A fun but forgettable spy parody gets a sequel that feels completely unnecessary.
Eggsy, as a fully-fledged Kingsman agent, finds the odds stacked against him when a secretive but powerful drug baroness destroys the agency and holds the world hostage, he needs to find allies, new and old, to stop the supervillain.
Nobody asked for a Kingsman sequel, and despite all of this film’s glossy appearance and self-awareness, The Golden Circle stumbles around with a discordant tone and arbitrary screenplay writing. It is more Men in Black II than Beverly Hills Cop 2. To compare it to its action/comedy peers.
It is easily, easily worse than the first film (which I quite enjoyed, for all the cliche spy-parody stuff we’ve seen many times before, it still had great action sequences) generating very little cause for concern for our characters because it is implemented all so arbitrarily and without purpose, while the villains are utterly hopeless, with a hokey plan and zero presence, ultimately leading to a disappointing payoff. It is a film without a steady motivation, heaps and heaps of subplots, none of which get enough time to mature; it hopes to just dazzle you, but the sheen wears thin very quickly.
To elaborate, spoilers will be required. So here’s your warning.
A sequel, regardless of its genre or trappings of any sort, generally needs to raise the stakes, to challenge the protagonist further and change the rules. While Kingsman 2 does the obvious bit (destroying Kingsman’s operation) it utterly fails at almost everything else. Eggsy’s dear dog JB gets blown up, and for this film (and the previous one) the agent’s dogs were cornerstones of their personal lives. Yet this is brushed aside: “Here’s a new dog, can’t replace JB, but hey,” and this other dog isn’t seen again.
Or Harry, who is no surprise to anyone, given Colin Firth’s return is in every trailer, does indeed return. Why? Pretty much no reason at all. No thematic reason. No reason that couldn’t have been written out completely. His return does give perhaps the only deep character scene in the film, but his return also sets the old pretense: does death matter in this franchise?
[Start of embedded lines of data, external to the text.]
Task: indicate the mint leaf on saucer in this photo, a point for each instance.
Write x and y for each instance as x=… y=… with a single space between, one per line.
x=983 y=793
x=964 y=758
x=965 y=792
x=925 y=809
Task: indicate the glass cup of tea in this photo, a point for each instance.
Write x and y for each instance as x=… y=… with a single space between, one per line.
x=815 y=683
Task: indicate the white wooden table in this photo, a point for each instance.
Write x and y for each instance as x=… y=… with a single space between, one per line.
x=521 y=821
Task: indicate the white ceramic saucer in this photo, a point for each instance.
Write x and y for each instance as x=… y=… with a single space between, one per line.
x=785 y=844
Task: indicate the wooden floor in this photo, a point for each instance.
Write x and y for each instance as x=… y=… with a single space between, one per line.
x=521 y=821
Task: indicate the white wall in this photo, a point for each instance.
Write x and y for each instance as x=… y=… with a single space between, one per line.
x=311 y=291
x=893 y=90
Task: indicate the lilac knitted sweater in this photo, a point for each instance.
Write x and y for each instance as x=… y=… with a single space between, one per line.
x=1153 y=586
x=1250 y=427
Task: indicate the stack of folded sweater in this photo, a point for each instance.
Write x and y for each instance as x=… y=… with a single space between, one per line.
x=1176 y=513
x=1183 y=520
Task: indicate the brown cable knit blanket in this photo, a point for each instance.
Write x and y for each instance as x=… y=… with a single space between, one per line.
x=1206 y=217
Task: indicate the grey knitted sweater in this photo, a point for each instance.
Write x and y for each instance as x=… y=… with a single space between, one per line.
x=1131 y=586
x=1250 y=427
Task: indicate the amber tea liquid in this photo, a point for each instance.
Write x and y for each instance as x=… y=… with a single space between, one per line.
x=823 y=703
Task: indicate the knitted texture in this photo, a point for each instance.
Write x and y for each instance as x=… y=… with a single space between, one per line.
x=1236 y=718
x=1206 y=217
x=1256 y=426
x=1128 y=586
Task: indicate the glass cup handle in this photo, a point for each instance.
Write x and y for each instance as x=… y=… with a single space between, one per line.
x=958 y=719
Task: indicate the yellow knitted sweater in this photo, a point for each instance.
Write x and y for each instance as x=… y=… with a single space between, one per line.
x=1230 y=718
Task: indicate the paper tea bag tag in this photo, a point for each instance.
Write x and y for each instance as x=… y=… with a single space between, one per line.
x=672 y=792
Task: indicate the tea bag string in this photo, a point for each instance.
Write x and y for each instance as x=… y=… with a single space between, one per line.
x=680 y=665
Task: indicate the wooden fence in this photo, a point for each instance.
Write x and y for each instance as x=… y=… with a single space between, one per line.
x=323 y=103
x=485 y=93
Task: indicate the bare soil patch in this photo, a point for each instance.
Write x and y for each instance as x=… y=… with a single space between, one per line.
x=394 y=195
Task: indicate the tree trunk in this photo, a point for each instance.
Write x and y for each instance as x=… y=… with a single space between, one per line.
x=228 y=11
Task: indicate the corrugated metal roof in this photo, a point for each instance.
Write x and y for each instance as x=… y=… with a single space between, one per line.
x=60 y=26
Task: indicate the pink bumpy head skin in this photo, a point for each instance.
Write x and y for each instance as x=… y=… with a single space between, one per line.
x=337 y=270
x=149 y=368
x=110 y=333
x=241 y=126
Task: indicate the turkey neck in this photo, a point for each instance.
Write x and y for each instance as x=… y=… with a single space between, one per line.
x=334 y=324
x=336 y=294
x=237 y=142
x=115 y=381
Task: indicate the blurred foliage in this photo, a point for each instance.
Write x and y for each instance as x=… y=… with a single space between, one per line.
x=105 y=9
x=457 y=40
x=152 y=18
Heck, even Mark Strong gets the axe… Probably my favourite character in the first film. Not only is it executed extremely poorly (how wasn’t that avoided?) but Harry survived a bullet to the brain… who’s to say Merlin doesn’t survive also?
Then, there’s the real issue. Juilianne Moore’s evil Poppy. A druglord who apparently made all the drugs in the world. Cannibis, Cocaine, Ecstasy, etc etc. Now, that’s more than a little unlikely. But it goes on with her “plan” that everyone who’s taken her drugs is now fatally poisoned (huh…) and she has the cure (huh…) to give everyone on the condition her regular drugs are legalized.
This is so stupid. Even the deeper moral debate involved is not explored because this film is too busy being jovial and self-aware (Eggsy required to finger a girl, anyone?) to such an extent that I actually thought of what this film’s villainous US President thought before he said it! I was agreeing with the villains, on a serious moral issue!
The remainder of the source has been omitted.